Her voice was calm and determined. It brushed against the raw edges inside him.
“We should keep moving,” he bit out.
She didn’t argue, but she didn’t look away either. Her eyes lingered on him— curious, unbearably kind. He felt exposed under that gaze, as if she could see the ash and ruin he carried inside, in his dead place.
He walked on, and she followed, though the silence between them had changed. It wasn’t empty now. It was full... of questions, of things unsaid, of the truth he refused to let surface.
They reached her door. She paused with her hand on the panel.

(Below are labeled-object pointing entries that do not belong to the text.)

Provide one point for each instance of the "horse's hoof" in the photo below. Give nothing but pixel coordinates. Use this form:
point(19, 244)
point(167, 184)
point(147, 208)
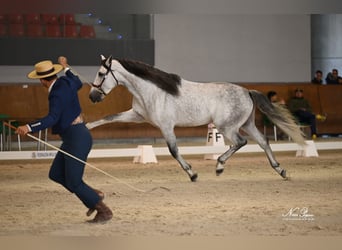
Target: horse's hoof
point(194, 177)
point(283, 173)
point(219, 171)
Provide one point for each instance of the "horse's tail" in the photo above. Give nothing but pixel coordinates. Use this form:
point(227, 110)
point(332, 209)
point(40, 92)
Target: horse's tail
point(279, 115)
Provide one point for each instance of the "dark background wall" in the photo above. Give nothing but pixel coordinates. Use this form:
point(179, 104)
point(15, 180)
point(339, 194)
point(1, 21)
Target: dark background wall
point(25, 51)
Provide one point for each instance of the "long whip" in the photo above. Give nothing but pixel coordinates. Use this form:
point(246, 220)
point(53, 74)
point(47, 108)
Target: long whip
point(74, 157)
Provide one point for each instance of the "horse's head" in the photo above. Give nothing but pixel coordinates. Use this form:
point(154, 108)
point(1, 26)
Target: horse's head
point(104, 82)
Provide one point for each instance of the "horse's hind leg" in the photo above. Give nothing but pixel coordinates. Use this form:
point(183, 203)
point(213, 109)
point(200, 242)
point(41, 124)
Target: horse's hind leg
point(238, 142)
point(263, 143)
point(171, 143)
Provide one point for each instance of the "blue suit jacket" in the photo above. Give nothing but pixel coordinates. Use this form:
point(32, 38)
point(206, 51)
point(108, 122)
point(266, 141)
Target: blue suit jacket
point(64, 105)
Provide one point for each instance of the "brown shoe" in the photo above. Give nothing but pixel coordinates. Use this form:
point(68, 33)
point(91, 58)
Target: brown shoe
point(101, 194)
point(103, 213)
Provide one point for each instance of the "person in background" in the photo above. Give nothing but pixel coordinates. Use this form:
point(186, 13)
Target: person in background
point(65, 118)
point(302, 110)
point(318, 77)
point(273, 97)
point(333, 77)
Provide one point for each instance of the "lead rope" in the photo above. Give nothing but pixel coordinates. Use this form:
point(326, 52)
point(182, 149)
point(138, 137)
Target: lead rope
point(88, 164)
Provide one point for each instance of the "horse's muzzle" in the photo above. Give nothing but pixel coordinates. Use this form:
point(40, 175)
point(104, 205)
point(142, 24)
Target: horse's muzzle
point(95, 96)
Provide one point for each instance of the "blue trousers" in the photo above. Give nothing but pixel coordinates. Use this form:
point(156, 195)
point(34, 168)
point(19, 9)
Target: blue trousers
point(68, 172)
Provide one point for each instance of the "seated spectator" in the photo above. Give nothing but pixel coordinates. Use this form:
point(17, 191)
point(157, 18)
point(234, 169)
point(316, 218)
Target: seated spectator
point(301, 109)
point(318, 77)
point(333, 77)
point(273, 97)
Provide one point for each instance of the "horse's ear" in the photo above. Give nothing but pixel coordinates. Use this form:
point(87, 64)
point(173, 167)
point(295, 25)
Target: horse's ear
point(108, 62)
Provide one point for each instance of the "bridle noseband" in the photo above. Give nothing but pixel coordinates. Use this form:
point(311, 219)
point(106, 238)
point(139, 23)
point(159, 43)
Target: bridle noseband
point(109, 69)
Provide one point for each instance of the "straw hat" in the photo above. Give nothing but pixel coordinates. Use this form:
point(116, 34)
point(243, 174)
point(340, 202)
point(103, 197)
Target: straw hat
point(44, 69)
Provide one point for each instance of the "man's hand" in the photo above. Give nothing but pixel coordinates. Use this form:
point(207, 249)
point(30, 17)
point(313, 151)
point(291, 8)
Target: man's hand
point(62, 60)
point(22, 130)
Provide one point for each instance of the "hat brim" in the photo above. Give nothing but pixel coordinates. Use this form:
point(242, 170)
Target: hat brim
point(57, 68)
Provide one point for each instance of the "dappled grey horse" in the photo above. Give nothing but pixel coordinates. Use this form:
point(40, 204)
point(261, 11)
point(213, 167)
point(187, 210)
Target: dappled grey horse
point(166, 100)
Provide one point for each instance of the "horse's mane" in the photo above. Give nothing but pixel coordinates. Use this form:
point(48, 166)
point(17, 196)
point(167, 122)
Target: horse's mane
point(166, 81)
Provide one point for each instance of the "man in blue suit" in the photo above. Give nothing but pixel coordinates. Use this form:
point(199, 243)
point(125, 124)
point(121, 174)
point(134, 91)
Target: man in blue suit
point(65, 119)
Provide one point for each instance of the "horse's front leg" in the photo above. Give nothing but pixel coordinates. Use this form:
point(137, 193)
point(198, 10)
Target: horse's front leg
point(171, 143)
point(127, 116)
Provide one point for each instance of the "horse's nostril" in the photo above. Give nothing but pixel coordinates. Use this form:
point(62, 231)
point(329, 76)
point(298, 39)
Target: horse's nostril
point(95, 97)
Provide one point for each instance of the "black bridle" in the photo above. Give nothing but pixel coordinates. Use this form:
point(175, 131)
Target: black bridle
point(104, 76)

“Darren,” she said softly, “I didn’t mean to upset you.”
“You didn’t.”
Another lie. She hadn’t upset him; she had unsettled him. There was a difference. Upset was anger. Unsettled was… dangerous.
She dithered. “If you ever want to talk about it—”
“I won’t.” He softened his tone, just barely. “Relax, get a good night’s sleep. The journey will be uneventful. Much like today. You’re safe on this ship.”
She nodded, though her eyes still held that quiet, aching question.
The door slid open.
He stepped back, giving her space. “Goodnight, Aelanna.”
“Goodnight,” she whispered.
The door shut between them.
Darren stood there for a long moment, staring at the blank metal panel. His chest felt tight, as if something inside him had shifted, let in light where there should be none.
He turned away sharply.
He would not think about Yithir, about Dhelta, about the flare that swallowed his world whole.
And he would not — absolutely would not — think about the way Aelanna had looked at him, as if she wanted to understand the pieces of him he’d buried in ash.
He strode down the corridor, each step measured, controlled.
He had survived the death of a planet.
He could survive this.
But stars help him…
He wasn’t sure which one hurt more.
Aelanna didn’t sleep.
She lay in the dim cabin, the soft hum of the ship vibrating through the mattress, her eyes fixed on the ceiling. Every time she closed them, she saw Darren’s face in the starlight — calm, controlled, and hiding something vast and painful behind his eyes.
My planet is gone.
The words echoed through her chest like a bruise.